These four variables have been nicknamed The Four Horsemen of the Apocalypse, which is a reference to the story of the Apocalypse in the New Testament.
In essence, these Four Horsemen can signal the demise of a relationship, just as the Four Horsemen of the Bible signified the end of days.
Okay then, so what are they?
Let’s break each of them down further.
Criticism attacks the character of the recipient rather than a specific behavior. It’s when we go after who someone is, rather than what they did.
Example: “You’re so selfish”
Contempt is an expression of superiority that can show itself as sarcasm, cynicism, or eye-rolling.
Example: “Ugh, what an idiot”
Defensiveness is any attempt to defend oneself from perceived criticism. It shows up as righteous indignation, counter-attacking, and playing the victim.
Example: “It’s not my fault we’re always late!”
Stonewalling is when one person withdraws from the conversation completely. It usually happens in response to contempt, and when an individual's emotions are flooded.
Example: “Forget it…”
If you’re anything like me, you’ll find plenty of examples of the Four Horsemen in your own life to examine and work on.
The first step in any behavior change is awareness. Learning about this research has opened my eyes, and I hope it interests you.
Once you’ve established awareness, you can make room for practice. Read on below for a few “antidotes” to the Four Horsemen that you can put into practice right away.
Whether it’s a loved one, a family member, or a business partner, learning to avoid these negative behavior patterns will surely help you create healthier, happier, and more lasting relationships.
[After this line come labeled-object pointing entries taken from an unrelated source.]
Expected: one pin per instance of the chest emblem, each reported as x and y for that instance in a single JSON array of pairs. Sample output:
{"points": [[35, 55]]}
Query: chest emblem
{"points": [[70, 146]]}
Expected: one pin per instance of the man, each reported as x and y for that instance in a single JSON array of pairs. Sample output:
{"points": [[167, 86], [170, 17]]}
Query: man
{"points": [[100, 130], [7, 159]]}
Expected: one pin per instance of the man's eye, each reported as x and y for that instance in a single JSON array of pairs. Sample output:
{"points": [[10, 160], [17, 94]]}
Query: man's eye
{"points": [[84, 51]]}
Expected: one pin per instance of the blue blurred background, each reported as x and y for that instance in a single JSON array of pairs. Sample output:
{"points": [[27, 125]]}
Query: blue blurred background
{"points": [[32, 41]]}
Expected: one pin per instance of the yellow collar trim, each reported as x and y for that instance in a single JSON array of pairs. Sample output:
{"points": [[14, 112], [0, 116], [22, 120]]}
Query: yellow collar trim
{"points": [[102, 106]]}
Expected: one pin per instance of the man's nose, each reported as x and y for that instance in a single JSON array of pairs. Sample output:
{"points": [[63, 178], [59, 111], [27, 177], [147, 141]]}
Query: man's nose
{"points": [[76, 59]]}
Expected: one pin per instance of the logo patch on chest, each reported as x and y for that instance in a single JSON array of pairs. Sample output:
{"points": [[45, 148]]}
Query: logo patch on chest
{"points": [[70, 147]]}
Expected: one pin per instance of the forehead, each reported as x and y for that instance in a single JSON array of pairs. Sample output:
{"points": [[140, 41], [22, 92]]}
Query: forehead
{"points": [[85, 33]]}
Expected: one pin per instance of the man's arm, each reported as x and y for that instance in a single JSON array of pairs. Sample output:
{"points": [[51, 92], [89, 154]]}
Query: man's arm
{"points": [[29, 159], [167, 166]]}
Drs. John and Julie Gottman have a plethora of resources and practices available on their website, including a newly-launched app. Here are four ways you can deal with the Four Horseman in your life when they arise.
The Antidote to Criticism. Try to talk about your feelings using "I" statements and by stating positive needs. Instead of saying “You’re selfish!”, try “I feel hurt when you don’t share your ice cream with me. Would you please give me a bite in the future?”
The Antidote to Contempt. Treat each other with respect. Actively find ways to express authentic words of appreciation. Practice mindfulness to become aware of negative thought patterns, and counter them factual, positive thoughts.
The Antidote to Defensiveness. Accept responsibility, even for just part of the conflict. By accepting, and offering an apology for your contribution, you can prevent conflicts from escalating.
The Antidote to Stonewalling. Practice self-soothing. When you find yourself “turning off” because you’re overwhelmed or emotionally flooded, the best thing to do is call for a break. Use that break to do something relaxing and distracting, rather than focus on the conflict or strategize your response.
"Taking responsibility—even for a small part of the problem in communication—presents the opportunity for great repair."